Below defines some helper functions to extract the coordinates of the first (best ranked) molecule and score from the docking results.

In [7]:
import re
from rdkit import Chem
from rdkit.Chem import AllChem

def get_first_mol_from_pdbqt(file):
    mol_block = ""
    score = None
    with open(file, 'r') as f:
        for i, line in enumerate(f):
            if i == 1:
                finds = re.findall(r"REMARK VINA RESULT:\s+([0-9\-.]+)", line)
                if finds != []:
                    score = float(finds[0])

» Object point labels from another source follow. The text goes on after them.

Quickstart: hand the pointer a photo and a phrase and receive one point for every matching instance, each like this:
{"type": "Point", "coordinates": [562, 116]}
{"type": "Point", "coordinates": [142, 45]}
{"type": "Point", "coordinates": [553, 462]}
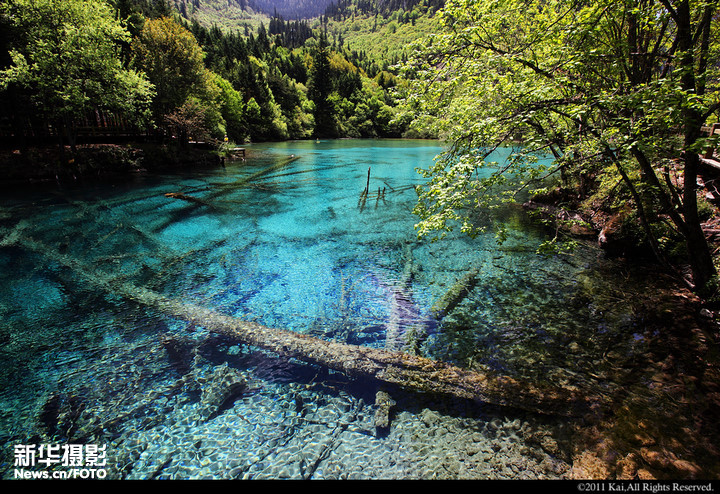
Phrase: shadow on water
{"type": "Point", "coordinates": [291, 249]}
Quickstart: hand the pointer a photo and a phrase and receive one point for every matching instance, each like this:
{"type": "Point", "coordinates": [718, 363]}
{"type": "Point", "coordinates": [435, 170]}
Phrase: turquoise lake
{"type": "Point", "coordinates": [285, 240]}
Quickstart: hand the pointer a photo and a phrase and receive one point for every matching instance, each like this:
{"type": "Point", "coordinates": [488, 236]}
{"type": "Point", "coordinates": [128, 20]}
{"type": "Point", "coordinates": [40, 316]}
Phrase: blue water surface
{"type": "Point", "coordinates": [285, 239]}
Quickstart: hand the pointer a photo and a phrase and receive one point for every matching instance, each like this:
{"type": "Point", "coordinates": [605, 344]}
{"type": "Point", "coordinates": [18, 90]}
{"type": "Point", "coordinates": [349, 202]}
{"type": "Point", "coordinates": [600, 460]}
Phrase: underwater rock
{"type": "Point", "coordinates": [220, 390]}
{"type": "Point", "coordinates": [60, 415]}
{"type": "Point", "coordinates": [384, 403]}
{"type": "Point", "coordinates": [179, 354]}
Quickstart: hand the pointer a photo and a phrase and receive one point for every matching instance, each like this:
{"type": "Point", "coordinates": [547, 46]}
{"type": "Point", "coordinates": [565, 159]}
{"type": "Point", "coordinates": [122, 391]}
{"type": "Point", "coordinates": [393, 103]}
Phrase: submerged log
{"type": "Point", "coordinates": [184, 197]}
{"type": "Point", "coordinates": [396, 368]}
{"type": "Point", "coordinates": [455, 295]}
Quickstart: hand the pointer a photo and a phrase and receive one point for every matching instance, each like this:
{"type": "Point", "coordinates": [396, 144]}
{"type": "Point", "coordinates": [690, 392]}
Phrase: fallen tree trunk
{"type": "Point", "coordinates": [457, 293]}
{"type": "Point", "coordinates": [395, 368]}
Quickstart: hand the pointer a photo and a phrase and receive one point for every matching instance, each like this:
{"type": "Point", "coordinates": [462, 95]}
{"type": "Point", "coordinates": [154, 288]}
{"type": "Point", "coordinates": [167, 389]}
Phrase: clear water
{"type": "Point", "coordinates": [290, 247]}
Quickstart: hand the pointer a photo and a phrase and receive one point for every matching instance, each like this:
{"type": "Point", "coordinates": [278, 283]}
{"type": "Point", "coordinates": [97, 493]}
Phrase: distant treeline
{"type": "Point", "coordinates": [182, 80]}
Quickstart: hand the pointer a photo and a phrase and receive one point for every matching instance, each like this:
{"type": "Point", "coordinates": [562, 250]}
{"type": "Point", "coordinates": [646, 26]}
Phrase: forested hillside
{"type": "Point", "coordinates": [158, 69]}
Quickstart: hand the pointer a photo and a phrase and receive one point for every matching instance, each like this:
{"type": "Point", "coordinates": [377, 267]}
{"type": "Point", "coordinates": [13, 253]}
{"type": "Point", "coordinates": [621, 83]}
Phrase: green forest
{"type": "Point", "coordinates": [362, 238]}
{"type": "Point", "coordinates": [621, 94]}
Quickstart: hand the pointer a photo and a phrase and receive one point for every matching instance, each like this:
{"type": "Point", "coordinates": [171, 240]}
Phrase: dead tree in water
{"type": "Point", "coordinates": [396, 368]}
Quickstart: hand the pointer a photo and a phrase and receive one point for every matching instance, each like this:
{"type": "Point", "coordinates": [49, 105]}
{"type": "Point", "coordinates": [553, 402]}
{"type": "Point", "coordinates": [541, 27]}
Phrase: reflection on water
{"type": "Point", "coordinates": [290, 243]}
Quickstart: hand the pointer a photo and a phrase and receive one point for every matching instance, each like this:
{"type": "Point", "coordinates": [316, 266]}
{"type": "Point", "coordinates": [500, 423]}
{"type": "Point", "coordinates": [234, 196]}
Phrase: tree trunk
{"type": "Point", "coordinates": [396, 368]}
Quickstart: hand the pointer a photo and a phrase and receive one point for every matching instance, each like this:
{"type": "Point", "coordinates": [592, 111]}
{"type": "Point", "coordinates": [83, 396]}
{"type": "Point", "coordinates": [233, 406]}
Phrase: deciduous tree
{"type": "Point", "coordinates": [608, 88]}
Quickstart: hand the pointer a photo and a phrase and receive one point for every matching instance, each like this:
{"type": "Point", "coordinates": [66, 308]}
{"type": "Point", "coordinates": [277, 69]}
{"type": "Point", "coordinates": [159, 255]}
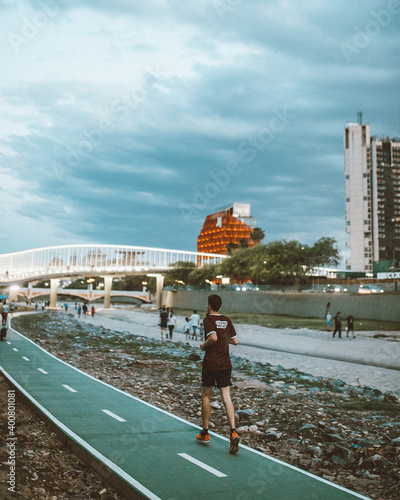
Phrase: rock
{"type": "Point", "coordinates": [307, 429]}
{"type": "Point", "coordinates": [340, 455]}
{"type": "Point", "coordinates": [272, 435]}
{"type": "Point", "coordinates": [333, 437]}
{"type": "Point", "coordinates": [315, 450]}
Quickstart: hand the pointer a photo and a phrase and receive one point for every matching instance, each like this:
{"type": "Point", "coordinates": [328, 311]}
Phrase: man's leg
{"type": "Point", "coordinates": [205, 405]}
{"type": "Point", "coordinates": [230, 411]}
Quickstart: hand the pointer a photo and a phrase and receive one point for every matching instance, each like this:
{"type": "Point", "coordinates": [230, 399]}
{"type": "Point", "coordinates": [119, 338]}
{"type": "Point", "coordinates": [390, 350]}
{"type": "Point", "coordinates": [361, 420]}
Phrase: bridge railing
{"type": "Point", "coordinates": [107, 259]}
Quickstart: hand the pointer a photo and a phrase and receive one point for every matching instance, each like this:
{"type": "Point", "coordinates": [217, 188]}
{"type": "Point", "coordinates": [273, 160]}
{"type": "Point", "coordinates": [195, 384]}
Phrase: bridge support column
{"type": "Point", "coordinates": [13, 293]}
{"type": "Point", "coordinates": [159, 289]}
{"type": "Point", "coordinates": [53, 293]}
{"type": "Point", "coordinates": [107, 291]}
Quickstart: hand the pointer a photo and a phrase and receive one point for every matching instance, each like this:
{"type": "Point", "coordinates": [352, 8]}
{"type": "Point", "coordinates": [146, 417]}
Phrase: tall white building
{"type": "Point", "coordinates": [372, 190]}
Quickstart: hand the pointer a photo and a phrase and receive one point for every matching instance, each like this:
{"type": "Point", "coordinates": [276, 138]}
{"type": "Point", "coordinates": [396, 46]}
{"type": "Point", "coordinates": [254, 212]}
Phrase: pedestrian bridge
{"type": "Point", "coordinates": [87, 295]}
{"type": "Point", "coordinates": [107, 261]}
{"type": "Point", "coordinates": [93, 260]}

            if line.startswith("ATOM"):
                line_ = line.strip()
                mol_block += line_[:len(line_)-2]+'\n'

            if line.strip() == 'ENDMDL':
                break

    return Chem.MolFromPDBBlock(mol_block, removeHs=True), score

mol_original, _ = get_first_mol_from_pdbqt("2_redock/1_ligand/0G6_H.pdbqt")

def get_scores(file):
    mol,score = get_first_mol_from_pdbqt(file)
    return AllChem.GetBestRMS(mol_original, mol), score

In [8]:
dock_scores = []
rmsd_scores = []

In [9]:
for file in file_list:
    i,j = get_scores(file)
    rmsd_scores.append(i)
    dock_scores.append(j)

import pandas as pd

pd.DataFrame({"exhaustiveness": exh_vals, "RMSD": rmsd_scores, "Docking Score": dock_scores})

Unnamed: 0,exhaustiveness,RMSD,Docking Score
0,8,0.697987,-8.499
1,32,0.689169,-8.529
2,64,0.707369,-8.485
3,128,0.680418,-8.489


We can see above that the RMSD is within the 2 Å for all values of exhaustiveness. Furthermore, there is not much various among the scores as the exhaustiveness changes. Thus, I deem an exhaustiveness value of 8 as sufficient for accurate docking in this system. This setup is used for the next step of virtual screening.